Celeste did not turn right away.

She stood with Remington at the altar, one hand inside his, the other resting against the stem of her bouquet, and listened to her best friend inhale.

“I am pregnant,” Vanya said.

The words carried higher than Celeste expected, all the way up into the arches.

Then Vanya added, “With his baby.”

The cathedral stopped breathing.

Three hundred guests turned toward Celeste as if every head had been pulled by the same string.

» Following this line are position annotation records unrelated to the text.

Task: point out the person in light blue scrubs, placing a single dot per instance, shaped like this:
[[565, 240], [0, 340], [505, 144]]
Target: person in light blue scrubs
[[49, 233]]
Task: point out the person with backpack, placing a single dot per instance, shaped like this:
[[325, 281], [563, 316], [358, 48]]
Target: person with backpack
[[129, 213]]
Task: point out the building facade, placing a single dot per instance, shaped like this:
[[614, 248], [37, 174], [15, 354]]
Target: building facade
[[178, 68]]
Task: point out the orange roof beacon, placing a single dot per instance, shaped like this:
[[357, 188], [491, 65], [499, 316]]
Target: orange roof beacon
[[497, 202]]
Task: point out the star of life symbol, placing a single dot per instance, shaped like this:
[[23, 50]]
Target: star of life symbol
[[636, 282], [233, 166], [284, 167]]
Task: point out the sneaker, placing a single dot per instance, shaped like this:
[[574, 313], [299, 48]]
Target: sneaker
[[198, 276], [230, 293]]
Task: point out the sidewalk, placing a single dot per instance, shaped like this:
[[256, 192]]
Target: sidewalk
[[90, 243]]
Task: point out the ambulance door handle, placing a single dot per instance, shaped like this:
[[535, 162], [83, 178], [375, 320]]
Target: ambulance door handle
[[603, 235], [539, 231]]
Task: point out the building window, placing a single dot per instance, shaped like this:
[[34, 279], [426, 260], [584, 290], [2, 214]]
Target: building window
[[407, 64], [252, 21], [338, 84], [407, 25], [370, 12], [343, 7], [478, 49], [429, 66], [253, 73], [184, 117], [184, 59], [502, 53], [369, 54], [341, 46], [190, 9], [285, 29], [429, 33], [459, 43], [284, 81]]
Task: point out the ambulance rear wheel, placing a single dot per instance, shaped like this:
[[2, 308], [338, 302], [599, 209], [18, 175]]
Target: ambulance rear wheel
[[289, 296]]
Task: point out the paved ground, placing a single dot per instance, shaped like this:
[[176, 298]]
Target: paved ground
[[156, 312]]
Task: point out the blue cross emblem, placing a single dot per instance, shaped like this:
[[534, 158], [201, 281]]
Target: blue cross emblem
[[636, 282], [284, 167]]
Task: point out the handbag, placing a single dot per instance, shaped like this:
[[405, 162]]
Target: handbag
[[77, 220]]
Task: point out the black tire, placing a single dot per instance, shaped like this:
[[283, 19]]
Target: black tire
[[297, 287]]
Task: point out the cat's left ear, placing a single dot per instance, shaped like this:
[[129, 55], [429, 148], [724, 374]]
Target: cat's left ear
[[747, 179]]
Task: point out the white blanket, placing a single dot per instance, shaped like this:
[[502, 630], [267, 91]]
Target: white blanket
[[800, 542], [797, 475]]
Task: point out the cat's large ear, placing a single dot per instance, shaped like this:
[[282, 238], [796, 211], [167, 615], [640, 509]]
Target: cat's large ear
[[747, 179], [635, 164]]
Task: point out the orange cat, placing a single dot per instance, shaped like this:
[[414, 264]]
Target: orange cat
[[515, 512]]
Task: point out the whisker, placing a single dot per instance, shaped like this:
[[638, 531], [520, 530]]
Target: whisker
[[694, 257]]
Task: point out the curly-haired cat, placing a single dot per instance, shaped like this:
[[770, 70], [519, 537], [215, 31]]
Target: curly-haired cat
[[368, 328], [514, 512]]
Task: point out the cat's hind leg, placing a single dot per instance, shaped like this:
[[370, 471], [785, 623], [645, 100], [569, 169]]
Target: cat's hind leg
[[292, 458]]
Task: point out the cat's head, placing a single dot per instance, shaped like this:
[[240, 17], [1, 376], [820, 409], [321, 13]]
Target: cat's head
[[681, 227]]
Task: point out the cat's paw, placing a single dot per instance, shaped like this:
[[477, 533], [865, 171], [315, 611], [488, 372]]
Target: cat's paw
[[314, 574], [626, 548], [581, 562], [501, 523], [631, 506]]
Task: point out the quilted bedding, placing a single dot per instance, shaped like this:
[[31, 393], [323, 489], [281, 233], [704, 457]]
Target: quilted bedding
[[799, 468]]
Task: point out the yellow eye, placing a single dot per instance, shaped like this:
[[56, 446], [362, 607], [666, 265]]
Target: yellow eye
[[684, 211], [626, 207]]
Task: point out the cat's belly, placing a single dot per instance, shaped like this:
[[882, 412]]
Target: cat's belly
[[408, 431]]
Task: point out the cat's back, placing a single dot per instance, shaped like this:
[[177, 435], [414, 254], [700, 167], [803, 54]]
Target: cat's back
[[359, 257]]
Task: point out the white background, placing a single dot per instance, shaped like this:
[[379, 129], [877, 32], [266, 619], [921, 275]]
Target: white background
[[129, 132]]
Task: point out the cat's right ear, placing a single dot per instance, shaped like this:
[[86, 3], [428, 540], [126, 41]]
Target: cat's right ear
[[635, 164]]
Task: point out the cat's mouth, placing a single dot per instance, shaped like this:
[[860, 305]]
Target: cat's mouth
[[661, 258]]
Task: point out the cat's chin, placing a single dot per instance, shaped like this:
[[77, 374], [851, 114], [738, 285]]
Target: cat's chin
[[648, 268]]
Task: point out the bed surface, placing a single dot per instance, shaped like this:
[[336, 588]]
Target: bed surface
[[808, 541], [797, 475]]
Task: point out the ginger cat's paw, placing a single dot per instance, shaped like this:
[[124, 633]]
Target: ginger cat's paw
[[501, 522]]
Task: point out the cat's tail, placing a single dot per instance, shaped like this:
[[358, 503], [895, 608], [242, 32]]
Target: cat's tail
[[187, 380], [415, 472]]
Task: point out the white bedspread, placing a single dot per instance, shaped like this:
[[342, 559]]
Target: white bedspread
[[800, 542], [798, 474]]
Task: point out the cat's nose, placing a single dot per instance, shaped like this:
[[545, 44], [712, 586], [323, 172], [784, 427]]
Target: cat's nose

For a moment, no one moved except the photographer, whose camera clicked once from the side aisle.

Remington’s fingers tightened around hers.

“Celeste,” he whispered.

He said her name the way he used to say it when he wanted to win an argument without sounding angry.

Soft.

Careful.

Rehearsed.

She turned her head enough to look at him.

The face waiting for her was not the devoted groom from the engagement photos.

It was a man trying to calculate how much of his life was still salvageable.

“Stay quiet,” he hissed, squeezing her hand. “Let me handle this.”

That was the line that emptied the last tenderness out of her.

Not the affair.

Not the pregnancy.

Not even Vanya choosing the altar as her battlefield.

It was the assumption that, after all of it, Celeste would still make herself small enough for him to manage.

Four months earlier, she might have.

Four months earlier, Celeste still believed a life could be safe simply because it had been built slowly.

The first crack had been a hotel charge.

It sat on the wedding account statement between the florist deposit and the string quartet balance, an ordinary line item for an Old Town boutique hotel on a Wednesday afternoon.

Celeste asked Remington about it after dinner.

He did not pause long enough for most people to notice.

Celeste noticed.

He said it had been a client lunch at a hotel restaurant across town.